The fact is, people had expected worse of Hider. Even the most enthusiastic supporter was rational enough to distinguish between Hitler the brilliant demagogue of the Depression and a potential leader making complex decisions. And the lukewarm followers, the nervous middle class, had expected terror on a dramatic scale when Hitler came to power. Instead, the bloodbath promised by the SA (Sturmabteilung, Hitler's brownshirted "army" of thugs who helped him rise to power through violence and intimidation) and the Night of the Long Knives (in which Hitler disposed of his political enemies in one bloody weekend in 1934, including the leadership of the SA, which was effectively replaced by its own more ruthless faction, the SS) did not take place. Prominent politicians of the Weimar republic were locked up in camps and brutally beaten--but sooner or later most of them were released.
"In short," concludes Haffner, "everything was very bad but nevertheless a little less bad than anticipated. Those who, rightly as it would turn out, were saying, 'All this is only the beginning,' were apparently proved wrong when during 1933 and 1934 the terror slowly died down to give way, during 1935-37, to the 'good' Nazi years, to almost normal conditions, only slightly disturbed by the continued existence of the now less-crowded concentration camps."

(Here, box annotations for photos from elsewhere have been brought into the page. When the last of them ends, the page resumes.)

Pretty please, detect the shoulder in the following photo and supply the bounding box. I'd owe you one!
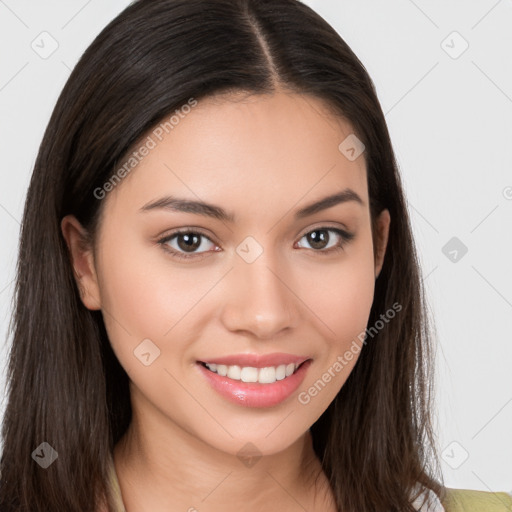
[442,488,512,512]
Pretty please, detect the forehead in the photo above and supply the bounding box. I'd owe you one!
[108,92,368,217]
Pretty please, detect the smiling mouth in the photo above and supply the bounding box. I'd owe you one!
[199,359,309,384]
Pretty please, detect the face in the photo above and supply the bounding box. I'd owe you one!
[62,92,389,454]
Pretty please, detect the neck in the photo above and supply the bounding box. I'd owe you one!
[114,404,335,512]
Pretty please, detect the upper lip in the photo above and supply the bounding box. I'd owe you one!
[199,352,310,368]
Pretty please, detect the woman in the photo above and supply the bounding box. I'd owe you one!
[0,0,512,512]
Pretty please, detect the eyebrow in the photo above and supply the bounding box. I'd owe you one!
[140,188,364,222]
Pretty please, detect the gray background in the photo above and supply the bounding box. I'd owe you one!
[0,0,512,492]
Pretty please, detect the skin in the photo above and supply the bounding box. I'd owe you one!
[61,91,390,512]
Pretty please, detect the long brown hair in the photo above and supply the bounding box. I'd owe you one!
[0,0,444,512]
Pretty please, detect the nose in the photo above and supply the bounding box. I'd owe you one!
[221,252,300,339]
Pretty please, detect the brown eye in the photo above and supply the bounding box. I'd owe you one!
[299,227,355,253]
[176,233,201,252]
[159,231,216,258]
[306,229,329,249]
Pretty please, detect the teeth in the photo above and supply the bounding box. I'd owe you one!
[205,363,299,384]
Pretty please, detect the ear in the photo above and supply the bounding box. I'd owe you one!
[60,215,101,310]
[375,209,391,279]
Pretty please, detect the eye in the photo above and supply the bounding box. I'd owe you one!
[299,227,354,253]
[158,230,217,258]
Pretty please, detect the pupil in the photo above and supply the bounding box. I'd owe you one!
[308,229,329,249]
[178,233,201,251]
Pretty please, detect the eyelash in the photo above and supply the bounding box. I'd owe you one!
[158,226,355,260]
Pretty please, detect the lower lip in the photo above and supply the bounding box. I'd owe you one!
[197,359,311,407]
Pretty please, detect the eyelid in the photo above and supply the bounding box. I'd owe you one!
[158,223,355,260]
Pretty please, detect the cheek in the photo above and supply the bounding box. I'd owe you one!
[305,236,375,349]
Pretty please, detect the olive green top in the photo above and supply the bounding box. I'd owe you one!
[105,459,512,512]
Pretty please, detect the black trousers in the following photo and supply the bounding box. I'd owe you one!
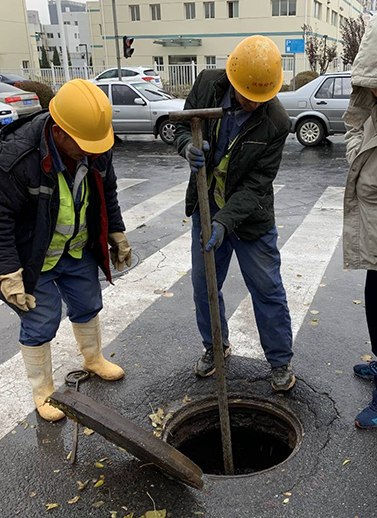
[365,270,377,356]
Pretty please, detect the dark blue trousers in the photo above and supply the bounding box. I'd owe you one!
[191,208,293,367]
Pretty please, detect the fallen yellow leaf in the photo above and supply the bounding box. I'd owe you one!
[46,504,59,511]
[67,496,80,504]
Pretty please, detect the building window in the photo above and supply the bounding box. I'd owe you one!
[204,2,215,18]
[185,2,195,20]
[272,0,297,16]
[153,56,164,72]
[206,56,216,68]
[314,0,322,20]
[151,4,161,20]
[228,2,239,18]
[130,5,140,22]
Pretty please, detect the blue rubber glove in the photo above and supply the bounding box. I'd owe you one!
[206,221,225,252]
[185,140,209,173]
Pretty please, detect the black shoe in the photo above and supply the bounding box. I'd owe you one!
[194,345,232,378]
[271,363,296,392]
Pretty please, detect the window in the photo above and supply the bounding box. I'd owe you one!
[228,2,239,18]
[314,0,322,20]
[130,5,140,22]
[206,56,216,68]
[112,85,139,106]
[316,77,334,99]
[184,2,195,20]
[151,4,161,20]
[97,85,109,97]
[204,2,215,18]
[153,56,164,72]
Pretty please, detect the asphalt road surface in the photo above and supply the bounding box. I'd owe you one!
[0,136,377,518]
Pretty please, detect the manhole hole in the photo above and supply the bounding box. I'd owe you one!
[163,398,303,476]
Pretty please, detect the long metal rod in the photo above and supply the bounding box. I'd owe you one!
[191,117,234,475]
[112,0,122,81]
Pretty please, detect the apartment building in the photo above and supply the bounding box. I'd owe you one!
[87,0,369,80]
[0,0,38,70]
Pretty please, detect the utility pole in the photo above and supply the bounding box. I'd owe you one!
[56,0,71,81]
[112,0,122,81]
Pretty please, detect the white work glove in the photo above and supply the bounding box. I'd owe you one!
[109,232,131,272]
[0,268,35,311]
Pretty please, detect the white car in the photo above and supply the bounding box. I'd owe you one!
[92,67,162,87]
[0,99,18,129]
[95,80,185,144]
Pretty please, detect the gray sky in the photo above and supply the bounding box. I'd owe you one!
[26,0,86,24]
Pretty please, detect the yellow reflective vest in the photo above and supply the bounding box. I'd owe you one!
[42,170,89,272]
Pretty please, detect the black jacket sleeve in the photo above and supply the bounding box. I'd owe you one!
[103,151,126,234]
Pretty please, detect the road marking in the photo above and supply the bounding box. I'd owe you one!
[122,182,188,232]
[229,187,344,359]
[117,178,149,194]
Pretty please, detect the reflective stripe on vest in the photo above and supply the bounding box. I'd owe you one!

German workers shifted their allegiance in huge numbers from the Social Democrats and the Communists to Hitler after 1933. "This grateful amazement entirely dominated the mood of the German masses during the 1936 to 1938 period and made anyone who still rejected Hitler seem a querulous fault finder." By April 1939, Hitler was able to tell the Germans: "I overcame chaos in Germany, restored order, enormously raised production in all fields of our national economy.... I succeeded in completely resettling in useful production the seven million unemployed who so touched all our hearts.... I have not only politically united the German nation but also rearmed it militarily...."
It was easy to accept such a speech at face value. There was no need to suspend disbelief because the facts, broadly speaking, were correct. The price of that "restored order"--the labor and concentration camps, the almost total marginalization of Jews, the steady brutalization of society--was secondary. War stirred apprehension. But as we have seen, Hitler remained master of the popular mood, adept at purchasing loyalty.